Aurora terdiam selama beberapa detik lalu akhirnya ia pun mengedikkan kedua sisi bahunya lalu memalingkan wajahnya.
“Aku tidak tahu, Ibu Cana.” Ucapan polos itu lantas membuat Canadia terkekeh. Sekali lagi ia memandang ke samping pada Letty.
Letty pun tersenyum simpul. Ia beralih memandang putrinya lalu mengusap puncak kepala Aurora.

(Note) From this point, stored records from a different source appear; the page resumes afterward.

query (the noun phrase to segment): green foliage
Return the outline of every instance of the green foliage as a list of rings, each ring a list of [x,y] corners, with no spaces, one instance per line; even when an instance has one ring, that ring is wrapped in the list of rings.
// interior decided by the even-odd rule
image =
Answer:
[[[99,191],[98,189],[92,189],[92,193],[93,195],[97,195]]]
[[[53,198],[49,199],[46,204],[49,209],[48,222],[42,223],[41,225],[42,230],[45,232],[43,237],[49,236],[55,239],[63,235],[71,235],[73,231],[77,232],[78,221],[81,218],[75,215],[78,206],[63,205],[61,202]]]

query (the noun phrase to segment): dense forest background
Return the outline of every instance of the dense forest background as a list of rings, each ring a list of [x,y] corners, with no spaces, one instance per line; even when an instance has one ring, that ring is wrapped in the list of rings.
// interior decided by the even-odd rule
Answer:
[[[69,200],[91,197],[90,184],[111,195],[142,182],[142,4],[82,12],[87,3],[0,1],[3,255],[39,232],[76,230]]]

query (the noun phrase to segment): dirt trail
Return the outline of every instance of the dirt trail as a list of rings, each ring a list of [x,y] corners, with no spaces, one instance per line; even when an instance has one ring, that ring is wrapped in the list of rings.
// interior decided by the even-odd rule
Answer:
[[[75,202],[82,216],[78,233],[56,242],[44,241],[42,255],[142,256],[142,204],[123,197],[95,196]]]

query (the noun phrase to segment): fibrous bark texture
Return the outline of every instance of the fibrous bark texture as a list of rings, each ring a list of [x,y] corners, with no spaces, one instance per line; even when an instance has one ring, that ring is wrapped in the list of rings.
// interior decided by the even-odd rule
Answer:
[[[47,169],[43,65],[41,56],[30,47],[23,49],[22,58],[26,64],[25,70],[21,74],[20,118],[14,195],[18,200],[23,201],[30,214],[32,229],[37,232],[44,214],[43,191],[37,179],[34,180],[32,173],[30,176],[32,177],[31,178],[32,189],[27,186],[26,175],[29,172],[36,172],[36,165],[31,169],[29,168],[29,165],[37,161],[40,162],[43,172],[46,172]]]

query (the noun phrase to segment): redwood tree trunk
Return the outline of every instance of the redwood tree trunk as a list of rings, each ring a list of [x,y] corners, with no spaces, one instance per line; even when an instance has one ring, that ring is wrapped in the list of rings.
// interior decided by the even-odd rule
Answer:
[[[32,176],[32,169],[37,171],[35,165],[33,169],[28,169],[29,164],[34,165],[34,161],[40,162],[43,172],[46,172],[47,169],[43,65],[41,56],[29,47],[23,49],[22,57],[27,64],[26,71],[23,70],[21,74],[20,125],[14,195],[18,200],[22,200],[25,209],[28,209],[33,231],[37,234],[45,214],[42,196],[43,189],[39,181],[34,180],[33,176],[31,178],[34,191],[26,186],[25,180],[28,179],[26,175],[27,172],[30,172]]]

“Ibu Canadia baik-baik saja, Aurora. Sekarang kamu harus dengarkan Ibu. Kamu akan ikut dengan ayahmu kembali ke New York sementara Ibu dan paman Leonard akan menemani Ibu Canadia di sini. Bagaimana, apakah kamu setuju?”
Sesaat Aurora terdiam. Bola matanya bergulir ke arah sang bibi kemudian ia pun menganggukkan kepalanya segera.
“Hem,” gumam Aurora. Semua orang dibuat tersenyum.
“Terima kasih, Sayang, kamu sangat pengertian,” ucap Letty.
Canadia pun maju. Kali ini dia tak ragu memeluk tubuh keponakannya. “Thank you, peanut,” gumam Canadia.
“Lekas sembuh, Ibu Cana.”
Canadia terkekeh. “Ya, tentu,” gumam gadis itu. “aku pasti akan sembuh karena aku punya keluarga yang hebat,” ujar Canadia.
Letty dan Leonard mendekat. Bersama-sama mereka memeluk Canadia. Letty pun menoleh ke belakang lalu mengulurkan tangannya meminta sang suami untuk mendekat. Alexander tersenyum simpul, ia pun berjalan menghampiri sang istri lantas menggenggam tangannya.
“Senang melihat kalian bersama,” ujar Alex. Letty hanya tersenyum menanggapinya.
“Hem,” gumam Letty.
Semua orang hanya tak tahu bahwa kakak beradik Van Der Lyn itu hanya sedang menyiapkan diri karena mungkin ini adalah pelukan terakhir mereka.